Data Access:To date(june 2018), we have access to the phenotypes and the WXS data located on our CEDAR repository. We are currently working toward acquiring the NGS data. For support contact Martineau Jean-Louis -

Philadelphia Neurodevelopmental Cohort (PNC)

General research group between the age of 8-21 years: the cohort include 9267 genotyped participants from which 1445 performed neuroimaging and 9496 subjects were phenotyped.

Genomic info: Different platforms where used for whole genome genotyping that overlap in over 500,000 SNPs. The compressed size of a single subject’s data is approximately 250 MB.

Phenotypic info: Demographic, medical, and psychopathology history were assessed using a structured computerized instrument, called GOASSESS. It was developed from a modified version of the Kiddie-Schedule for Affective Disorders and Schizophrenia. In addition to standard demographic data, the psychopathology screener allows symptom and criterion-related assessment of mood, anxiety, behavioral, eating disorders, psychosis spectrum symptoms, and substance use history. Psychopathology data from GOASSESSS is represented in dbGaP as nearly 600 individual item-level responses.

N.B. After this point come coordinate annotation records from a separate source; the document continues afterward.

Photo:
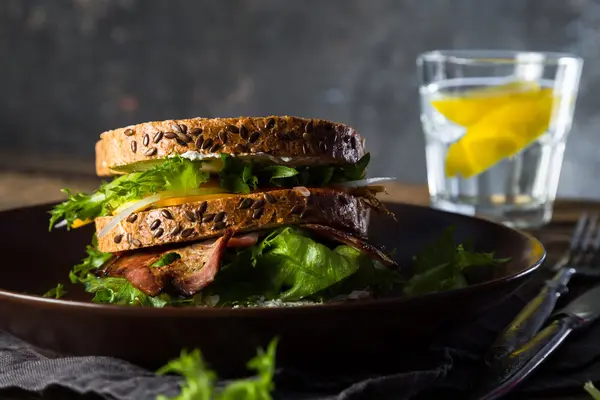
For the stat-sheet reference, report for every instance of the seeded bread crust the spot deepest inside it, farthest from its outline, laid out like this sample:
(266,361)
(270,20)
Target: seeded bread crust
(308,141)
(242,213)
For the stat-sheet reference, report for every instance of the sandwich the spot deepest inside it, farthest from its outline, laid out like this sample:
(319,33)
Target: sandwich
(230,212)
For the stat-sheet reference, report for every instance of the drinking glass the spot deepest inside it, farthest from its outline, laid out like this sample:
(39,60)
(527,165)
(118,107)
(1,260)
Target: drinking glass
(496,124)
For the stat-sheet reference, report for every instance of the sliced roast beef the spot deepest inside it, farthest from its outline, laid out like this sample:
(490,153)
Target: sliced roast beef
(197,266)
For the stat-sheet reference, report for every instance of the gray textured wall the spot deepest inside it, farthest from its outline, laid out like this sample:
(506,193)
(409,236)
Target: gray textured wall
(71,69)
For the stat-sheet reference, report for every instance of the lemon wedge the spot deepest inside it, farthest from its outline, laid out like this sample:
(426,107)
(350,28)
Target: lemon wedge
(467,108)
(500,122)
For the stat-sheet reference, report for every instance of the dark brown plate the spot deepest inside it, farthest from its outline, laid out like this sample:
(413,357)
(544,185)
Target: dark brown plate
(350,334)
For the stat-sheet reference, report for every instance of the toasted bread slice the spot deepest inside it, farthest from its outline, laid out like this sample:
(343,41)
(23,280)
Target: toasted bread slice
(287,140)
(239,213)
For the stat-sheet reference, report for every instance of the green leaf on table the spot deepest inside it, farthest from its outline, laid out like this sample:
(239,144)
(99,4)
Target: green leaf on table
(199,380)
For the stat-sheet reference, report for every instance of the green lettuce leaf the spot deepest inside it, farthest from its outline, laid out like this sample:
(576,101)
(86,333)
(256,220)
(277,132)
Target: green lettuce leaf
(120,291)
(94,260)
(442,265)
(56,293)
(174,173)
(288,264)
(243,176)
(200,381)
(236,175)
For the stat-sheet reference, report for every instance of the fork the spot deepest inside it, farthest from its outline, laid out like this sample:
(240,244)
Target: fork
(582,254)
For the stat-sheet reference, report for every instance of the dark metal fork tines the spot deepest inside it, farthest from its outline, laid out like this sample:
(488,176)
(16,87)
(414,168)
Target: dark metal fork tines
(585,242)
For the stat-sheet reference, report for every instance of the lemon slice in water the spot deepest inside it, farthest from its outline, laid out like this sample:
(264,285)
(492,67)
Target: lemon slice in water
(500,123)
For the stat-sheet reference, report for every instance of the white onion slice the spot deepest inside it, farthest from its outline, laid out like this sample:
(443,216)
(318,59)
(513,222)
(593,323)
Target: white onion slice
(142,204)
(364,182)
(128,211)
(302,190)
(61,224)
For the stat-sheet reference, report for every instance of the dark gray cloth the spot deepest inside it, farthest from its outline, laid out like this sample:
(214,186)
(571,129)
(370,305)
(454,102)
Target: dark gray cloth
(455,361)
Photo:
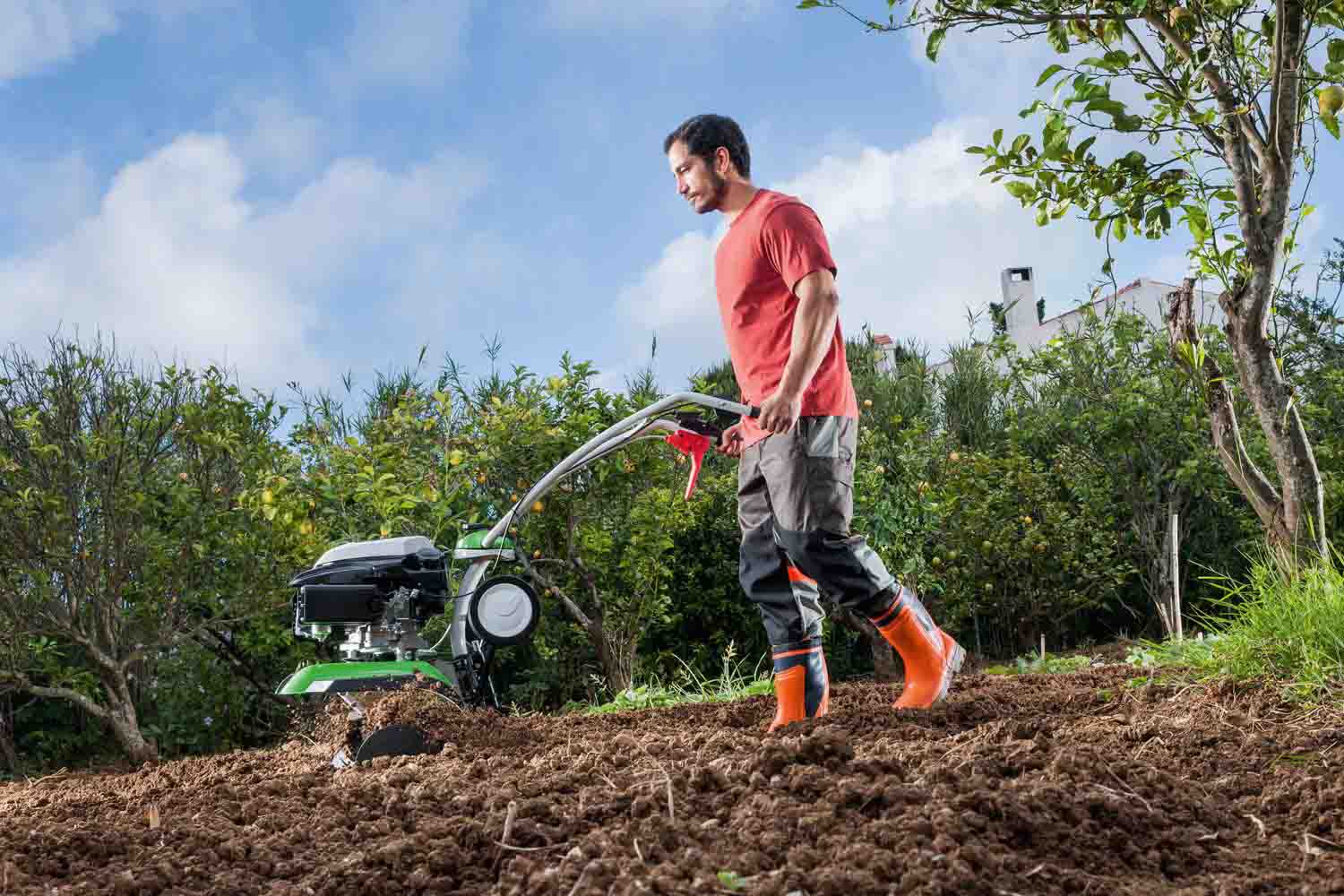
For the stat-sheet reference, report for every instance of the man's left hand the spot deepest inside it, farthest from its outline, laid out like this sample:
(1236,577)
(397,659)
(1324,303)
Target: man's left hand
(780,413)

Neuro imaging info: Multimodal neuroimaging was performed on a subsample of 1445 participants who were cognitively and clinically assessed. The current data release includes over 9700 MRI images. Although neuroimaging screening sought to exclude individuals with a history of major medical problems, subsequent analysis of this medical inventory revealed that a small percentage of the imaged sample did indeed have a history of medical disorders that could impact brain function, or had a clinical abnormality of brain structure that was encountered incidentally.

Rational:The cohort consists of youths aged 8-21 years who consulted the CHOP network and volunteered to participate in genomic studies of complex pediatric disorders. All participants underwent clinical assessment, including a neuropsychiatric structured interview and review of electronic medical records. They were also administered a neuroscience based computerized neurocognitive battery (CNB) and a subsample underwent neuroimaging.

Data Access:Application for the access is in process as of june 2018.